Don't get burnt at the BBQ

Summer is finally here. The sun is shining, birds are singing in the trees and our spirits have lifted. In these long, bright evenings, the last thing we want to do is slave over a hot stove. The hearty stews and warming soups that have brought us through the winter are finally losing their appeal and at this time of year, we are more inclined to go for the lighter option, as salads and pasta dishes replace the wholesome casseroles of winter.

It is also the time to hand over the title of Head Chef to the man of the house, to sit back and relax with a glass of wine and await the feast of charred sausages and not-quite-cooked burgers. Yes, it’s barbeque season.

Barbeque, bar-b-cue or BBQ – no matter how you spell it, it boils down to the same thing: huge piles of meat and bowls of salad. You might think that barbequing is a healthy way to cook – and it is, to a certain extent. Cooking meats slowly and a good distance above the flames allows the fat to melt and drip away. But, like anything else, there are traps lurking at every corner, waiting to catch out the healthy eater.

Now, a big problem with barbeques is that there is usually a huge variety of food there and, if you’re anything like me, you’ll want to try one of everything, or maybe even two of everything. This is probably because of the novelty factor in using a barbeque and, especially is this country where the sun doesn’t shine too often, we tend to cook everything in sight.

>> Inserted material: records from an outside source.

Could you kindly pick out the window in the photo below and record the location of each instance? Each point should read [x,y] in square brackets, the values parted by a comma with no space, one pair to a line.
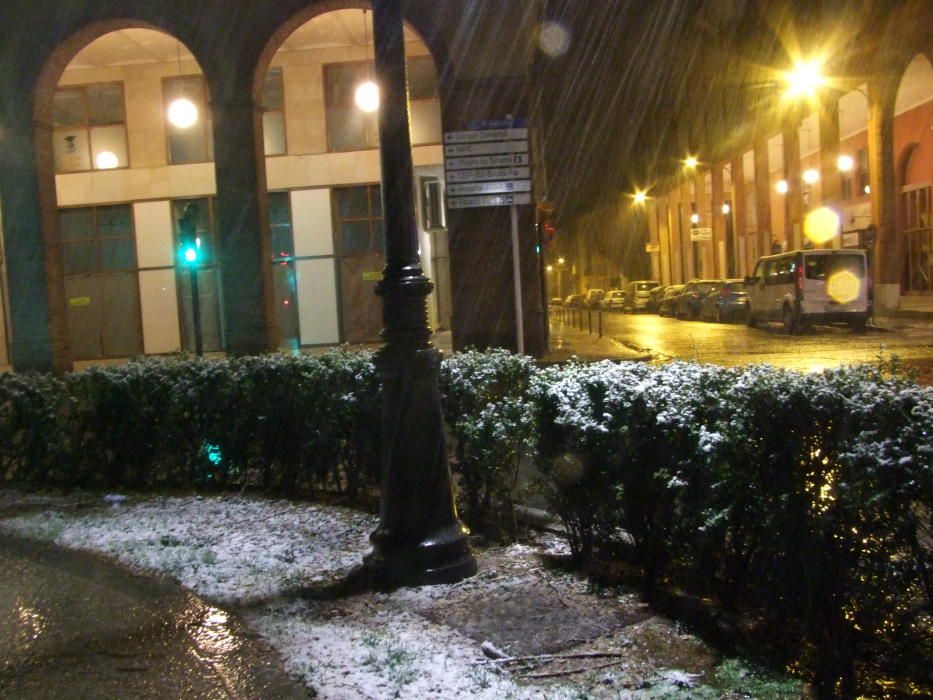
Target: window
[358,219]
[273,113]
[89,128]
[192,144]
[97,240]
[349,128]
[207,275]
[863,175]
[432,204]
[283,269]
[424,105]
[101,285]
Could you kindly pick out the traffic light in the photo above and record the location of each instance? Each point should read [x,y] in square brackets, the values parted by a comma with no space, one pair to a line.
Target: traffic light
[189,245]
[547,229]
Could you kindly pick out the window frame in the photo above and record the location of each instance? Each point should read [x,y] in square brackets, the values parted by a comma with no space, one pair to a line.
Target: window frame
[282,111]
[206,119]
[377,243]
[88,128]
[97,238]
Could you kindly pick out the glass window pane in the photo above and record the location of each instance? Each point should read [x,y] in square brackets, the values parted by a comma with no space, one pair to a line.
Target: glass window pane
[105,104]
[425,122]
[273,133]
[108,147]
[71,151]
[79,258]
[280,226]
[352,202]
[355,238]
[340,81]
[76,224]
[346,129]
[187,145]
[117,254]
[68,108]
[273,91]
[115,222]
[422,78]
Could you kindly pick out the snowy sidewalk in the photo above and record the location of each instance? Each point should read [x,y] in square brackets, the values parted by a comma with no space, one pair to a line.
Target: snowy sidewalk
[276,565]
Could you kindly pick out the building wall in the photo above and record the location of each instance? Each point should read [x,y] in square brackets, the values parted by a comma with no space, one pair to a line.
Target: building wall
[307,170]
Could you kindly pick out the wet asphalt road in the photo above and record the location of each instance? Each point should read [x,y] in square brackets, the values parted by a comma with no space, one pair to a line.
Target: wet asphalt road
[736,344]
[73,625]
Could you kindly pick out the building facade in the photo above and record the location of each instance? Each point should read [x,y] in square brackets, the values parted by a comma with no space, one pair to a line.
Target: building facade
[861,145]
[270,157]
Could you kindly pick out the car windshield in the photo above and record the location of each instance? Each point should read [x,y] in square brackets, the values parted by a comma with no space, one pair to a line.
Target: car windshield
[821,267]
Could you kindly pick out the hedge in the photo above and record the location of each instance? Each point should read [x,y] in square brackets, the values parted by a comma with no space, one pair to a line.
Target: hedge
[802,501]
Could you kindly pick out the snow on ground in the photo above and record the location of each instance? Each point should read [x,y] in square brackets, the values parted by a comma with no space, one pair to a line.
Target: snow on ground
[258,555]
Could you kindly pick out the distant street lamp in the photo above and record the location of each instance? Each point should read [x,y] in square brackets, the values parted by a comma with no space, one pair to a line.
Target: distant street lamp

Unfortunately, this can be a fatal trap for those of us watching our waistlines – a bit of this, a spoonful of that, just one of everything, please – it all adds up. And have you ever stopped to count up those char-grilled calories? Prepare to be amazed and horrified for here is the low down to what’s what on the grill:

Food Serving

1 sausage: 64 kcals, 5g fat

1 burger: 114 kcals, 8.5g fat

1 lamb cutlet: 212 kcals, 17g fat

1 serving of pork ribs: 175 kcals,2g fat

1 medium baked potato with butter: 238 kcals, 8.4g fat

1 serving of coleslaw: 116 kcals, 12g fat

1 serving of potato salad: 224 kcals, 22.5g fat

1 portion of garlic bread: 400 kcals, 15g fat

1 tablespoon of mayonnaise: 104kcals, 11.3g fat

1 tablespoon of Thousand Island dressing: 57 kcals, 5.7g fat

1 tablespoon of French dressing: 72 kcals, 7.5g fat

1 tablespoon of BBQ sauce: 20 kcals, 0.5g fat

1 serving of tossed salad: 30 kcals, 0.5g fat

Okay, you might be able to summon some will-power and not have one of everything but if you are not among the iron-willed (who must be few and far between, if we’re honest…) your grand total for your ‘healthy’ BBQ meal is a staggering 1,761 calories and over 120g of fat. That’s more than a whole days’ worth of calories for many of us and around twice our recommended daily fat intake.

And that doesn’t include the baked bananas with chocolate and ice-cream to follow or the beer to wash it all down. One serving of this dessert will add another 320 calories and 12g of fat, while having even one glass of beer will boost your total to 2,230 calories and 133g of fat. Unbelievable.

But, thankfully, there is a better way to enjoy your barbeque. Swapping the fatty meats such as sausages, burgers and lamb chops for leaner cuts like steak, pork or reduced fat sausages will dramatically cut your calorie intake: you can save around 200 calories making these meat swaps alone.

Hold the butter on that baked potato and there’s another 75 calories saved. Go for the tossed salad with low fat dressing instead of the mayo-rich coleslaw and potato salad and full fat dressings and that’s 300 calories and over 34g of fat you’ve saved. And having a wine spritzer, with only 40 calories, instead of a pint of lager will save another 90 calories or so.

Don’t forget that veggies are brilliant on the BBQ – make kebabs with cherry tomatoes, onion wedges, slices of courgette and mushrooms and marinade with orange juice or low fat dressing for a tasty side-dish. Or how about grilling slices of aubergine, oily fish such as salmon or even going for vegetable or quorn burgers. The ideas are endless and it can be enjoyed healthily. Use it as an opportunity to ignite your imagination.